Pedro Cunha

O que é feito do nosso rico polvo? E do nosso rico bacalhau? E do nosso Natal?

É cada vez mais difícil encontrar um restaurante que compre polvo fresco, que o congele para tornar a carne mais fofa e que o sirva acabado de cozer. O polvo cozido, mesmo só com batatas cozidas na água de cozer o polvo, é uma das coisas mais deliciosas do mundo.

Infelizmente está a desaparecer.

A proliferação de polvos à lagareiro em todos os restaurantes é um dos sinais do declínio. Diria que só 10% dos restaurantes compram polvo português, que é muito mais caro do que o importado. Os espanhóis e japoneses — que também gostam muito de polvo — compram-no sem discutir o preço. Basta fazer um simples teste para saber se um restaurante tem polvo português: peça-o cozido e acabado de cozer.

Tenha muito cuidado. Num restaurante muito conhecido por servir polvo de muitas maneiras disseram-me que não serviam polvo cozido. Pedimos polvo grelhado. Também não tinham. Se fosse noutro restaurante teríamos saído dali. Cozer ou grelhar um polvo mostra incontestavelmente a qualidade do polvo, sobretudo quando não tem qualidade. Mas, como se tratava de um restaurante com boa reputação, lá caimos na asneira de pedir o polvo à lagareiro.

O polvo não sabia a nada. Não era só não saber a polvo: não sabia a nada. Chamámos o proprietário e ele teve a honestidade de concordar, dizendo que era por isso que ele oferecia maneiras mais temperadas de servir o polvo.

O sabor do polvo à lagareiro vinha do azeite e do alho. Quando o azeite e o alho também não prestam (como quase sempre acontece), o desastre é total.

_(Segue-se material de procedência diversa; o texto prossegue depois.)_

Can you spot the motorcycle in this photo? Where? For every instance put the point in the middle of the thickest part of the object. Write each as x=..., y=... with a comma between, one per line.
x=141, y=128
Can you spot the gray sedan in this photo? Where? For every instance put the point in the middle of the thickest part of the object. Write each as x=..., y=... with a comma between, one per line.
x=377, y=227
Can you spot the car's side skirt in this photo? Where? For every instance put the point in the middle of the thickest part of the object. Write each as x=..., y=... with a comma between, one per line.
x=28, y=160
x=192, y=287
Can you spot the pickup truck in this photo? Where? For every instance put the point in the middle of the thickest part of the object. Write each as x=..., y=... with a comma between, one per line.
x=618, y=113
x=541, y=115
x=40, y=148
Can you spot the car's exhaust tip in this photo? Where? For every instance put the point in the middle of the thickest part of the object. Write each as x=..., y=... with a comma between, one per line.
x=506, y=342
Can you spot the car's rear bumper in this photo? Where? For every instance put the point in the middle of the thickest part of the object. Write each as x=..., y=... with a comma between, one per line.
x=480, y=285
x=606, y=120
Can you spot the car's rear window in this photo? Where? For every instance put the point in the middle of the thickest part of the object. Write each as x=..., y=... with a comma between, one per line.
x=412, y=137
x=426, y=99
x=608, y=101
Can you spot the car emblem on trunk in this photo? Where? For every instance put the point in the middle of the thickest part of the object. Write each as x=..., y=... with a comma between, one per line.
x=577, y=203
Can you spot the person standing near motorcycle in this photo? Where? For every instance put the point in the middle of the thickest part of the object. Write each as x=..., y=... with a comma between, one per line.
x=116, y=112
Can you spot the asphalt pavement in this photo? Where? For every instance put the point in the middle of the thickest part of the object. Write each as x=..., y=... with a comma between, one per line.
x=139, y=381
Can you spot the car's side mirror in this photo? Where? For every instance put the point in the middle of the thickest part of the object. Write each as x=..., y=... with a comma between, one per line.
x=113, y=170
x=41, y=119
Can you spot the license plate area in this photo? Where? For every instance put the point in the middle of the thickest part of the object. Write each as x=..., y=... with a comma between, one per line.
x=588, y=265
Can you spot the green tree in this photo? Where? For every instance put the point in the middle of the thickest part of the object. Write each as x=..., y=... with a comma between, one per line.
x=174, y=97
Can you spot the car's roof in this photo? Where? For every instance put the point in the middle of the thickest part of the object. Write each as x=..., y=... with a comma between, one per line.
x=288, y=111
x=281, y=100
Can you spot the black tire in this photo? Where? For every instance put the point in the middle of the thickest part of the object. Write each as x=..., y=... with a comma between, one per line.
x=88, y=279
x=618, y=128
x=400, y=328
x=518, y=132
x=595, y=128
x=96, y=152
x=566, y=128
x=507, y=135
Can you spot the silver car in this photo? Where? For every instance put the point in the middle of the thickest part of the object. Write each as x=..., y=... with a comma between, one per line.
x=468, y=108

Aconteceu-nos o mesmo num restaurante do Porto que, por ser antigo, decidimos experimentar, sem consultar ninguém de antemão. O polvo à lagareiro apareceu tão depressa (e era tão insípido, embora bonito) que deve ter sido meramente aquecido num micro-ondas.

É verdadeiramente um polvo à lagareiro de merda. O polvo é uma merda. O azeite é uma merda. O alho é uma merda. Só as batatas, coitaditas, se safam.

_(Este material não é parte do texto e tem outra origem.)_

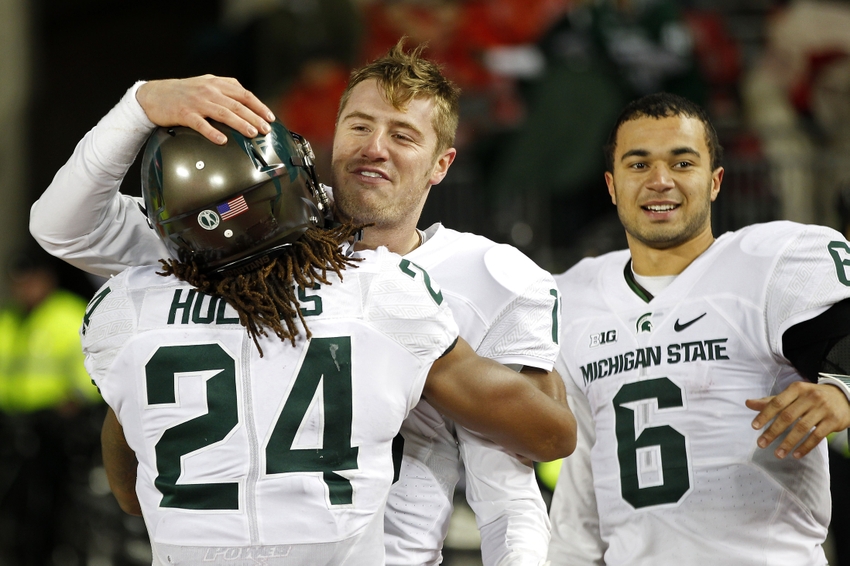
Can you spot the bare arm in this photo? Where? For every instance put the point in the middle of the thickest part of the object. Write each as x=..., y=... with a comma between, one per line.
x=120, y=463
x=503, y=405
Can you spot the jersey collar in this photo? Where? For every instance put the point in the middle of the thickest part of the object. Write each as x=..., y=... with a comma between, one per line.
x=638, y=290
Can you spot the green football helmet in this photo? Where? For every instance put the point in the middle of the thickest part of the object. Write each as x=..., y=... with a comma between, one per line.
x=232, y=206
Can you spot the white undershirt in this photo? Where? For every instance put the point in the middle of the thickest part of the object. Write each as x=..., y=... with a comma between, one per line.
x=654, y=284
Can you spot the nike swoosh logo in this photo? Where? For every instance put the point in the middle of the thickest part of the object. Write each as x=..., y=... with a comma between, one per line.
x=679, y=327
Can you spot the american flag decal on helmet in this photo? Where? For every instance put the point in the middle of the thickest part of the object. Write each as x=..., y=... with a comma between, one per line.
x=232, y=208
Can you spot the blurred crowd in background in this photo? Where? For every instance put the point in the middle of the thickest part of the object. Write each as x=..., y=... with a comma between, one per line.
x=542, y=81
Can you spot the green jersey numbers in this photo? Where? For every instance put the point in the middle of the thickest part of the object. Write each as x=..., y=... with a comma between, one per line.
x=556, y=308
x=311, y=304
x=654, y=467
x=324, y=377
x=414, y=271
x=96, y=300
x=160, y=376
x=327, y=365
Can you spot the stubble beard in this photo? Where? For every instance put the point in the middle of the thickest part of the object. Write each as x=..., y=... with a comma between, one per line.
x=357, y=206
x=665, y=235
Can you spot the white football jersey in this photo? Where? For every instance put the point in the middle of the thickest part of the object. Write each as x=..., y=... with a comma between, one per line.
x=677, y=475
x=507, y=308
x=283, y=459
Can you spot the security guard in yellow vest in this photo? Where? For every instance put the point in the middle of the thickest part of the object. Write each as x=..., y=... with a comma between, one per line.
x=45, y=396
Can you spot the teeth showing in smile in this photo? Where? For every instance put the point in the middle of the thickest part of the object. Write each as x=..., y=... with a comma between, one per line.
x=660, y=207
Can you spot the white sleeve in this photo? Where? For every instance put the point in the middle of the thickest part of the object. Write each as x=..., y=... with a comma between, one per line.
x=811, y=273
x=509, y=509
x=81, y=217
x=574, y=515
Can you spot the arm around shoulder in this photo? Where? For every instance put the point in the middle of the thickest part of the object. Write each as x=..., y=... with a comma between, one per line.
x=485, y=396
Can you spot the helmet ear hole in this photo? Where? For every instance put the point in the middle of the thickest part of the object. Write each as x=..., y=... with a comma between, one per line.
x=225, y=205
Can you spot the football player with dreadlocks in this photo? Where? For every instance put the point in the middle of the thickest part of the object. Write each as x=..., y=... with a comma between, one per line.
x=393, y=141
x=256, y=382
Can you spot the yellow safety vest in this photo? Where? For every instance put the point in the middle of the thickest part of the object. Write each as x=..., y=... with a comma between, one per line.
x=41, y=360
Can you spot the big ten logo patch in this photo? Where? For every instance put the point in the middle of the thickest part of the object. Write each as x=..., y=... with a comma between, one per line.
x=601, y=338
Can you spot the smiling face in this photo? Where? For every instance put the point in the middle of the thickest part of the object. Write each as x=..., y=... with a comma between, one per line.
x=663, y=184
x=385, y=159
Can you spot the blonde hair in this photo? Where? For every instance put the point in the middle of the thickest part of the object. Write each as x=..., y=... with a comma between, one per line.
x=403, y=76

Há uma ou duas gerações de portugueses que não conhece o sabor do polvo, precisamente por só conhecerem o polvo à lagareiro feito com mau polvo importado ou pré-cozinhado e congelado, pronto para disfarçar com umas batatas a murro. A continuar assim, perdemos um dos grandes pratos da nossa tradição culinária e natalícia.

Não percebo como é que os portugueses são tão cuidadosos com os peixes e mariscos que comem mas esquecem todos esses cuidados quando se trata de polvo. Deve-se perguntar sempre qual é a proveniência e pedir para ver a factura da compra do polvo. Aqueles que compraram polvo do bom não só não se importarão de mostrá-la, orgulhar-se-ão. É graças a eles que o nosso polvo não vai todo para o estrangeiro. É graças a eles que nem todo o polvo que comemos é estrangeiro. Para situar bem o problema, leia-se urgentemente a reportagem aqui no PÚBLICO de Ana Rute Silva, publicada online no dia 20 de Novembro deste ano com o título “O que é que Portugal tem? Mais sabor e cor”.

Está a acontecer a mesma coisa com o bacalhau. A diferença é que não se importam, caso tenham postas de bacalhau, de cozer-lhe uma posta. Aí é que se vê que o bacalhau — se for bacalhau — não presta para nada. É por isso que tem de ser disfarçado com azeite e muito alho picado. Há até restaurantes bons e caros que não têm postas de bacalhau. Compram-no lascado (mais barato) e servem-no já lascado.

Para resistir a esta degradação do polvo e do bacalhau a melhor arma que temos é exigi-lo cozido ou, vá lá, grelhado. De tempero só precisa de azeite virgem extra. E mais nada. É através da simplicidade que se regressa à qualidade, que nunca pode ser fácil de conseguir — ou barata.